Mary Kinzie Biography

Honored as a teacher and critic, Mary Kinzie has published several collections of critical essays as well as poetry. She has an MA from the Johns Hopkins University Writing Seminars and a PhD in English from Johns Hopkins University. Her collections of poetry include Autumn Eros and Other Poems (1991), Ghost Ship (1996), Drift (2003), and California Sorrow (2007). In 2008 Kinzie received the Folger Shakespeare Library’s O.B. Hardison Jr. Poetry Prize in recognition of her work as a writer, teacher, and critic. Joshua Weiner, a judge for the prize, commented that Kinzie’s poems exhibited “investigative precision, openness to process, heartbreaking lyricism, and keen intellection.” He also noted the “formal rigor” of her early works and “musical flexibility” of more recent poems. Kinzie received a Guggenheim Fellowship in 1985 and the Celia B. Wagner Award from the Poetry Society of America in 1988. Kinzie is the author of a guide to poetry and prose, A Poet’s Guide to Poetry (1999). Other critical works include The Cure of Poetry in an Age of Prose: Moral Essays on the Poet’s Calling (1993) and The Judge Is Fury: Dislocation and Form in Poetry (1994). Kinzie has taught for many years at Northwestern University in Chicago.)

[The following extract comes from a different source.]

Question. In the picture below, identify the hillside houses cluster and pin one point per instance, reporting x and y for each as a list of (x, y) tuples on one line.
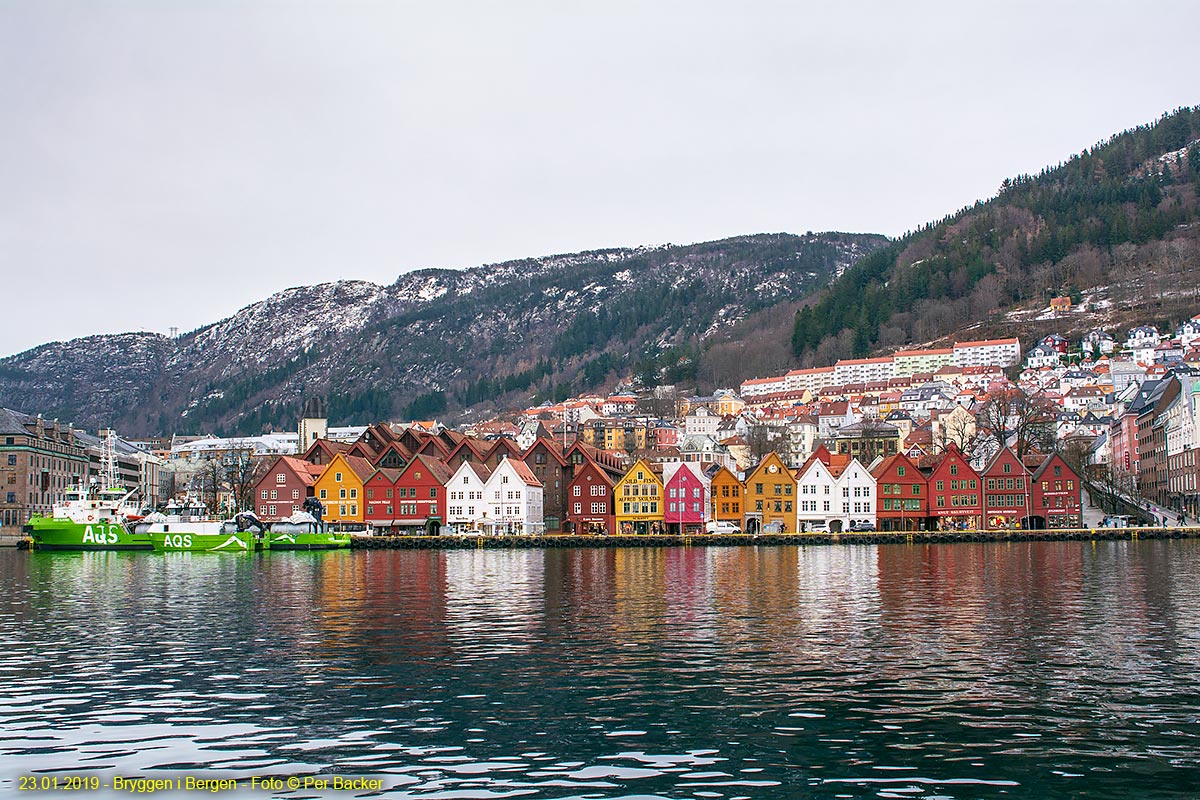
[(919, 439)]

The Best Poem Of Mary Kinzie

Looking In at Night

Asleep, alive, her shape makes me afraid.
Afraid to lose what lasts a little while—
A curl of light along her shoulder blade,

One elbow up but the round ear in shade,
Mouth serious, eyes inward in denial
Of waking life—her shape makes me afraid.

She is like a statue they've displayed,
A maiden's (from the porch), with her unseeing smile.
Light is sketched along her shoulder blade

And weaves around her head like waves of braid,
Suggesting hair in an archaic style,
Asleep-alive. Her shape makes me afraid,

Every year the marble more decayed,
The lines less clear. Time starts its slide,
Curling the light along her shoulder blade

Then rubbing out the features we have made
To take the wing and numbers from the dial.
Alive in sleep her shape turns, unafraid,
Drawing the night along her shoulder blade.